Assessing Greenland’s rare earths
The primary objective of this season’s fieldwork will be to facilitate a better understanding of the geochemistry of the identified target areas and gather further data on REE levels in the Grønnedal carbonatite and related geology.
Eclipse Executive Chairman Carl Popal said: “Mobilising the drilling team to the site is an exciting step for Eclipse, and we look forward to commencing our first drilling campaign at our Greenland project to build on our existing knowledge and shape future exploration at the Grønnedal carbonatite-syenite complex – one of Greenland’s prime rare earth element targets.”
Mr Popal visited Ivittuut and Grønnedal to assess site conditions ahead of the 2022 field season. This assessment of ground conditions helped the Company in planning access and drillhole location, allowing it to engage a Greenland-based drilling contractor to undertake the proposed drilling.
“We took the drillers onsite and discussed the mobilisation of appropriate equipment. We were also able to locate several historical drill collars, which will assist in planning the Company’s drilling program,” Mr Popal said.
Eclipse commenced discussions with Greenland Government representatives, including officials from the MLSA and the Environmental Agency for Mineral Resource Activities (EAMRA). The meetings gave Eclipse a chance to discuss requirements for a mining licence application for Ivittuut, especially regarding the environmental needs of the existing Ivittuut pit in light of a new mining development.
“We have received some positive responses and are encouraged to work with environmental officers to develop the requirements to dewater the pit. We will engage a specialist to assist with addressing these requirements, and undertake decisive community consultation to ensure dewatering is in line with best practice,” Mr Popal said.
Utilising the European Space Agency’s imagery
On the back of this regulatory progress, Eclipse has also received positive news from satellite imagery analysis completed over Ivittuut.
The Company’s consultants completed the analysis of satellite imagery from the European Space Agency’s Sentinel-2 satellite, aiming to remotely sense surface features relating to the project’s geology and mineralisation. The analysis identified numerous spectral anomalies indicative of hydrothermal alteration with associated iron oxides, sulphides and/or clays.
The analysis identified coincident jarosite, goethite and kaolinite mineral index anomalism over the historic Ivittuut mine precinct, particularly over the waste dumps, confirming the effectiveness of the method in the context of the project.
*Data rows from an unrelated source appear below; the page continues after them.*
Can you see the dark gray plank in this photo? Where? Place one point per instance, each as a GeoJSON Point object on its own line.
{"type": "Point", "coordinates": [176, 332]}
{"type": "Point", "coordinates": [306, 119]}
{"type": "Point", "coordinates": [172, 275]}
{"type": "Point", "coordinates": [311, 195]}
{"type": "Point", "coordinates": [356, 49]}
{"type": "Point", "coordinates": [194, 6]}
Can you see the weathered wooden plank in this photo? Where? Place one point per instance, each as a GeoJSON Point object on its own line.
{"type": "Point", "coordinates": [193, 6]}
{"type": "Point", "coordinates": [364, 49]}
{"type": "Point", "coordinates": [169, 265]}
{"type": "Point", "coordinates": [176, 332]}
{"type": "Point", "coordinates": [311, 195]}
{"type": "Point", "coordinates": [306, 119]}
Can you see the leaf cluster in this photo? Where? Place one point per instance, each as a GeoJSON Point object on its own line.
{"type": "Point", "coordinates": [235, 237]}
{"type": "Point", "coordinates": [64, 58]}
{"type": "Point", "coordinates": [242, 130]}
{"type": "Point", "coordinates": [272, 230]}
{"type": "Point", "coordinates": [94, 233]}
In addition, it showed two large, coincident jarosite, goethite and kaolinite mineral index anomalies within the project that have never been sampled or drill tested.
“We are delighted that our Sentinel-2 satellite imagery analysis, which is a proven and cost-effective technology for screening large areas of exposed rock, has delivered new high-priority targets for REE and base metal mineralisation,” Mr Popal said.
“We plan to field check the highest-ranked anomalies as part of the ongoing summer exploration campaign.”